Wednesday’s ruling by U.S. District Judge Robert Cleland in Detroit marked a victory for David Richmond, chairman of wealth management firm Richmond Brothers Inc, and investor Mark Ravich, who they nominated for a seat on Rockwell’s board.

Richmond Brothers and Ravich together with their affiliates own 11.7 percent of the company’s outstanding common stock. Rockwell has been fighting Ravich’s nomination.

“The ruling makes clear that shareholders will be afforded a full opportunity to cast their votes as they deem appropriate,” Richmond and Ravich said in a joint statement on Thursday.

A spokesman for Rockwell did not immediately respond to a request for comment.

In a lawsuit filed in March, Rockwell said Richmond and Ravich had since February 2016 been acting in concert to acquire and hold voting shares as part of a campaign to wrest control from Robert Chioini, its founder and chief executive.

The lawsuit said in doing so, the investors violated a U.S. Securities and Exchange Commission regulation by failing to register as a shareholder group at the time, something they ultimately did in February 2017.

Wixom, Michigan-based Rockwell contended the filing with the SEC was not only late but misrepresented the number of shares over which the defendants had the ability to direct the vote.

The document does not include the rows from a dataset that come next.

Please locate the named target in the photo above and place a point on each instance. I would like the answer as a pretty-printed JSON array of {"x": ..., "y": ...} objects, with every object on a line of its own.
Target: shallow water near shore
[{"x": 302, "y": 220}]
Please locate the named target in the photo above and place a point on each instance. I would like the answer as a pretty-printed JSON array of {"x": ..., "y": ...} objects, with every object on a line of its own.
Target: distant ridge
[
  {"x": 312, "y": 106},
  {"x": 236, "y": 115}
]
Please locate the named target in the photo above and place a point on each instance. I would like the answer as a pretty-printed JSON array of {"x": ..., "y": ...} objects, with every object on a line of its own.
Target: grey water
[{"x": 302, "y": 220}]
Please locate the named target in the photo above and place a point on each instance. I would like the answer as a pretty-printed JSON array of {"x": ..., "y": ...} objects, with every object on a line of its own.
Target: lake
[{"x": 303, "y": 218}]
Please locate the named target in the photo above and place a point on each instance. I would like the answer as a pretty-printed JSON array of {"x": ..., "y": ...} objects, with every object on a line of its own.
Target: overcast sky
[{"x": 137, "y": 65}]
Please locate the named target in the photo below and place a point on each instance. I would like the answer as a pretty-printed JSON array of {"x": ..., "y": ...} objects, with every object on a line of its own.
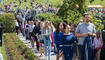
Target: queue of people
[{"x": 82, "y": 43}]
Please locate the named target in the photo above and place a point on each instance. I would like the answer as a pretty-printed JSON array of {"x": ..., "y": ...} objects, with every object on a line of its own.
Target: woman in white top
[{"x": 97, "y": 44}]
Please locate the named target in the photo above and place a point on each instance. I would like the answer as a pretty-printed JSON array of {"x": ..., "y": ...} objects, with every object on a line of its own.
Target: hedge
[
  {"x": 16, "y": 50},
  {"x": 8, "y": 19}
]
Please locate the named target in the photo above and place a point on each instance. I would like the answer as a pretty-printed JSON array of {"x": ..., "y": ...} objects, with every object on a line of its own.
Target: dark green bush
[
  {"x": 8, "y": 19},
  {"x": 50, "y": 17},
  {"x": 17, "y": 50}
]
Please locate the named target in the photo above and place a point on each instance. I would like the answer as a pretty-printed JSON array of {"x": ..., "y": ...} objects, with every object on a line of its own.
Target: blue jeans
[
  {"x": 88, "y": 55},
  {"x": 47, "y": 41}
]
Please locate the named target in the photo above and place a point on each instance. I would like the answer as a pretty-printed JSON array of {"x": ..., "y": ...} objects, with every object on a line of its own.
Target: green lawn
[
  {"x": 3, "y": 52},
  {"x": 98, "y": 2},
  {"x": 24, "y": 4}
]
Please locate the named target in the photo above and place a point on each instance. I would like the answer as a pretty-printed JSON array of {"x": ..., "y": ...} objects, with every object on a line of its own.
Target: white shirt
[{"x": 97, "y": 43}]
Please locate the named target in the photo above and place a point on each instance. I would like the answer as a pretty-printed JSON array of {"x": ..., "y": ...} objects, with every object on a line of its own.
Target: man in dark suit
[
  {"x": 1, "y": 27},
  {"x": 102, "y": 54}
]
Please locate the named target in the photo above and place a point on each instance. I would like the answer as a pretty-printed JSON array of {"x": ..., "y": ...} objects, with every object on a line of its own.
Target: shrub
[
  {"x": 50, "y": 17},
  {"x": 16, "y": 48},
  {"x": 8, "y": 19}
]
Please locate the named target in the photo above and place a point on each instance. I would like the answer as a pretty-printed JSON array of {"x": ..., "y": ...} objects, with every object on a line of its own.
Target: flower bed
[{"x": 16, "y": 50}]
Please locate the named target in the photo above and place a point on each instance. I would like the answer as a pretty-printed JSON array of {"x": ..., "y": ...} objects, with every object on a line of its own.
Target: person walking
[
  {"x": 68, "y": 40},
  {"x": 84, "y": 32},
  {"x": 58, "y": 34}
]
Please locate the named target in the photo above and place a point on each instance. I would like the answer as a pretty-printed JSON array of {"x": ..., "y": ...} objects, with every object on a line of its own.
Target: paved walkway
[{"x": 27, "y": 43}]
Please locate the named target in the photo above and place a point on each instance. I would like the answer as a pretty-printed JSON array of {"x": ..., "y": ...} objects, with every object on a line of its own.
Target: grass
[
  {"x": 24, "y": 4},
  {"x": 2, "y": 51},
  {"x": 98, "y": 2}
]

The company sought an injunction requiring Richmond and Ravich to file a corrected group registration with the SEC and to prohibit them from soliciting shareholder votes to provide a “cooling off” period so investors could digest the information.

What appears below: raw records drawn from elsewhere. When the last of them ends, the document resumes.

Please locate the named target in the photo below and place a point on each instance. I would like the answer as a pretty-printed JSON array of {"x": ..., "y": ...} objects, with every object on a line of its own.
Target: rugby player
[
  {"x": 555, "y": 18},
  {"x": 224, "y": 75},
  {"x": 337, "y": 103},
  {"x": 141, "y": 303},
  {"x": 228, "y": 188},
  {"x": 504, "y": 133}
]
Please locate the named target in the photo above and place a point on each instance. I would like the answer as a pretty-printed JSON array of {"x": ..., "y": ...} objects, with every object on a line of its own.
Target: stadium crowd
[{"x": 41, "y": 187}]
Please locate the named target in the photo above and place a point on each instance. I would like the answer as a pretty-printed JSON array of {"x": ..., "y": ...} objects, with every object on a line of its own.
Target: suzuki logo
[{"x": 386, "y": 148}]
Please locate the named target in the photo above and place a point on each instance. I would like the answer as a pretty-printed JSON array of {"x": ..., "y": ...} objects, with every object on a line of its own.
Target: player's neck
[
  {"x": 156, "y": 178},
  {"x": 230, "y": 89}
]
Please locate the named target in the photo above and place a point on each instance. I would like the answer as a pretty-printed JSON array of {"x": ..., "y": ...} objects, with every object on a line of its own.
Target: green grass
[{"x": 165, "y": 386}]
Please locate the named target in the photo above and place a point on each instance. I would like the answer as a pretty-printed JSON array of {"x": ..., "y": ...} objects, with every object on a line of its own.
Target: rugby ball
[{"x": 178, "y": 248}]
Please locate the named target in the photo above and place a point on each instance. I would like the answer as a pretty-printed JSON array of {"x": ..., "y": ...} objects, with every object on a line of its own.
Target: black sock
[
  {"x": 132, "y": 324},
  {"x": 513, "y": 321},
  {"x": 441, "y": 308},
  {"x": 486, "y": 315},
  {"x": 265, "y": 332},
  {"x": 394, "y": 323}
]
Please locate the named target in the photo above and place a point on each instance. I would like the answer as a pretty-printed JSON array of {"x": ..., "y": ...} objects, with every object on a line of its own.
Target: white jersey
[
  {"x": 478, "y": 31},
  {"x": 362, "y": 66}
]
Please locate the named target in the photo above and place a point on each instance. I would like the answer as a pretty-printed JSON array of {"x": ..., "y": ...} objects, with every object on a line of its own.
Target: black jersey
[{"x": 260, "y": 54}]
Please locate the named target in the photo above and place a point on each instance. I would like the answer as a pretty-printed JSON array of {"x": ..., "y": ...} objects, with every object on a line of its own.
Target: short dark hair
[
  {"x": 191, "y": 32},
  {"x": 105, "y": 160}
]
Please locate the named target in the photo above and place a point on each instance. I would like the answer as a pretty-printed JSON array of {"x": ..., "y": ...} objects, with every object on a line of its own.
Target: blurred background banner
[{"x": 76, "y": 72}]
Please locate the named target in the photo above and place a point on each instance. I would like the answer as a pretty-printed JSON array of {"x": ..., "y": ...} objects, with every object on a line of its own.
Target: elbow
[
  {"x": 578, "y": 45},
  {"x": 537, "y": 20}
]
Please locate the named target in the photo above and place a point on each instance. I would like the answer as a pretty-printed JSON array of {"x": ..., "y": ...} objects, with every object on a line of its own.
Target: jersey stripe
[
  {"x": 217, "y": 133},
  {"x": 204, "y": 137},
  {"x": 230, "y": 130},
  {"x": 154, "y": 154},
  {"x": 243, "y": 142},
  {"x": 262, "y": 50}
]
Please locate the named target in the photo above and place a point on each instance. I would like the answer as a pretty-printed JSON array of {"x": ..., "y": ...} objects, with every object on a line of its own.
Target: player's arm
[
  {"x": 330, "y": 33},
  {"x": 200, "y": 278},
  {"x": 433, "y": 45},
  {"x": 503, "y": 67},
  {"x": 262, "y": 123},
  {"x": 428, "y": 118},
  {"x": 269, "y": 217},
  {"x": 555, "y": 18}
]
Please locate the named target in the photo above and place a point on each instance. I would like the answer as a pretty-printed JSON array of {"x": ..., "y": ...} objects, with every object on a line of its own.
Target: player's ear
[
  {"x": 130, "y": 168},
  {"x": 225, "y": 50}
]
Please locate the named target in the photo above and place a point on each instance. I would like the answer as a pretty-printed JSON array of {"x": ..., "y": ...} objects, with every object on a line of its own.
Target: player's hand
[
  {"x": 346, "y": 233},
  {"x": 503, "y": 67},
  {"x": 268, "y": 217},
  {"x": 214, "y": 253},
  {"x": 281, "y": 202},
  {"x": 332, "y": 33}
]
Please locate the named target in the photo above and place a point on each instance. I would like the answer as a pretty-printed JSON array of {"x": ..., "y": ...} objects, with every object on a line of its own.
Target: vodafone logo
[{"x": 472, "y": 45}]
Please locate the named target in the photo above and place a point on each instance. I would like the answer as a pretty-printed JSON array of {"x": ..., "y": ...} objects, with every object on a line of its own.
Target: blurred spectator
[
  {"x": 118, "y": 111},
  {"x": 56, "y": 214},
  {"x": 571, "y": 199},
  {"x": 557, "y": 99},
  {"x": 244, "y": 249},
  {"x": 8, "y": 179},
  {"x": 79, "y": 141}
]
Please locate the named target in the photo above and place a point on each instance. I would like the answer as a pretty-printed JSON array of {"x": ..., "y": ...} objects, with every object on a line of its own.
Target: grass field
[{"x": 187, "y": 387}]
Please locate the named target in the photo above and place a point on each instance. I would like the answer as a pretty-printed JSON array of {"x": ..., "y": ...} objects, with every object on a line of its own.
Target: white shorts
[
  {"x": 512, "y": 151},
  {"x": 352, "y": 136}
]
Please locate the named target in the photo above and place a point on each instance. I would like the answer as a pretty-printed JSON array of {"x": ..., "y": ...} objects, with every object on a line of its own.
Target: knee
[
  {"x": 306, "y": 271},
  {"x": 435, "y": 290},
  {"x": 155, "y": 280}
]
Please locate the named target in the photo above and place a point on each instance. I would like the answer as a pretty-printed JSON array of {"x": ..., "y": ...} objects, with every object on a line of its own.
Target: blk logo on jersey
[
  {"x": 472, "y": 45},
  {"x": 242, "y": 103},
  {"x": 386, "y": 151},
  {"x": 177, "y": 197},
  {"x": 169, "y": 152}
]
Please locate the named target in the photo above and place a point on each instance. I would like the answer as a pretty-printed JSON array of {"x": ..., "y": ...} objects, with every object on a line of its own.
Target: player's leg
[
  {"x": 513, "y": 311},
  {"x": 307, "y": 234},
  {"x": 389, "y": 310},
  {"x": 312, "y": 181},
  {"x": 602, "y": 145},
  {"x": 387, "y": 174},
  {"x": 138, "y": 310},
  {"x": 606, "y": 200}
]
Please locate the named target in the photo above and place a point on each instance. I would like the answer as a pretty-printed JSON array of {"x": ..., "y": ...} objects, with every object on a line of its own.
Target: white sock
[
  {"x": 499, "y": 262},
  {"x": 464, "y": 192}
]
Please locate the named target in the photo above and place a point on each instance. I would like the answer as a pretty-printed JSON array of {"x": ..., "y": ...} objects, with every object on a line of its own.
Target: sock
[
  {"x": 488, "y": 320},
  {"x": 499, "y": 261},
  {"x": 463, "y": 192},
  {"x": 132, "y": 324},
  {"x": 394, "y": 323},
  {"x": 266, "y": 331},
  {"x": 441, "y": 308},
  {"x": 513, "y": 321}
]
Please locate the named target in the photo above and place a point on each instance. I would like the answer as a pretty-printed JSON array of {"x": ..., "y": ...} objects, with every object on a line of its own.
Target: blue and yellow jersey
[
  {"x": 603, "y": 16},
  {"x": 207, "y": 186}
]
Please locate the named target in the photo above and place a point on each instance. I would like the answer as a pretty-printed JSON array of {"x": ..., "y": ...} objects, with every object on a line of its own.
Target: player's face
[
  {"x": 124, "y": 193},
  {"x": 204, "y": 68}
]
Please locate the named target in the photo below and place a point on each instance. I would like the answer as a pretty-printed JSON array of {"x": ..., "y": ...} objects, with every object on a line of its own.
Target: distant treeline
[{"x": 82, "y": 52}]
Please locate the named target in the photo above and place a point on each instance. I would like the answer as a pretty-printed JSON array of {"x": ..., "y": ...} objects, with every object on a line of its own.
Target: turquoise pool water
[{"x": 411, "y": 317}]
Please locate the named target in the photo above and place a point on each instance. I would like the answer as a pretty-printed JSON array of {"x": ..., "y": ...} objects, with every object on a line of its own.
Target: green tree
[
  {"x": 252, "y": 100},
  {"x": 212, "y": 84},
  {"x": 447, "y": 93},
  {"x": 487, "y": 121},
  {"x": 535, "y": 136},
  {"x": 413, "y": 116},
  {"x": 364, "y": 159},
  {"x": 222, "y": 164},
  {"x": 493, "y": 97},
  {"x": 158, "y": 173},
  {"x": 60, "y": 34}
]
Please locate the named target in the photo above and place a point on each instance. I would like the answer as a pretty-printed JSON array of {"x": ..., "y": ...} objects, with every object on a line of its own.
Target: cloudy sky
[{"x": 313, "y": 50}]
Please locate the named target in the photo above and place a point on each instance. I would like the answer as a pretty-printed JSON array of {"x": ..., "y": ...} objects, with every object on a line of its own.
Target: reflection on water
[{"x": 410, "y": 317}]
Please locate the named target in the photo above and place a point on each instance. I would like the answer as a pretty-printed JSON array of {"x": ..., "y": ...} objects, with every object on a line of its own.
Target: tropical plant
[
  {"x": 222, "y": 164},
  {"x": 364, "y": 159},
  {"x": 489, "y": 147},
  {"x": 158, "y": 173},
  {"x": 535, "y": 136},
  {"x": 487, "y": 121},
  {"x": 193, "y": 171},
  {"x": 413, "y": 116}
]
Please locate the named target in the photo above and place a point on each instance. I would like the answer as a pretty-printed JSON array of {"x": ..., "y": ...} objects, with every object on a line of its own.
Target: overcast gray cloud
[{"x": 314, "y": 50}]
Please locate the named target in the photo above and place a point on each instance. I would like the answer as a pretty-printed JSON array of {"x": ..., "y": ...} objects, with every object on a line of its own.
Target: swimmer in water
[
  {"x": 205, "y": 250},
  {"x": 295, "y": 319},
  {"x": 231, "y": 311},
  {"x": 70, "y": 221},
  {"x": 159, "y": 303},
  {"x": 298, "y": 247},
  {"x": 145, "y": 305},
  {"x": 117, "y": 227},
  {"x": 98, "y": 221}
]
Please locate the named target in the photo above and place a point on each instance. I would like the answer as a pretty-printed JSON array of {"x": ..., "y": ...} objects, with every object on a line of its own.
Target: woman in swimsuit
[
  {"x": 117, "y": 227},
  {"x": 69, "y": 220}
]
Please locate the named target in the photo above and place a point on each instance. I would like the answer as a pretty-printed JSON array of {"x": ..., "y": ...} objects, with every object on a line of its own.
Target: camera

In his decision, Cleland said Rockwell’s request that he require the investors submit a supplemental filing with the SEC regarding their voting power had been mooted after they submitted a new filing that addressed that issue.

Such an order, he wrote, “might result in substantial harm to Defendants and shareholders by inducing a loss of a board election by an insurgent shareholder group that could otherwise have won.”

The judge said the evidence to date also did not suggest Rockwell would ultimately be able to succeed in proving the investors had formed a shareholder group before February 2017.

The case is Rockwell Medical Inc v. Richmond Brothers Inc, et al, U.S. District Court, Eastern District of Michigan, No. 17-10757.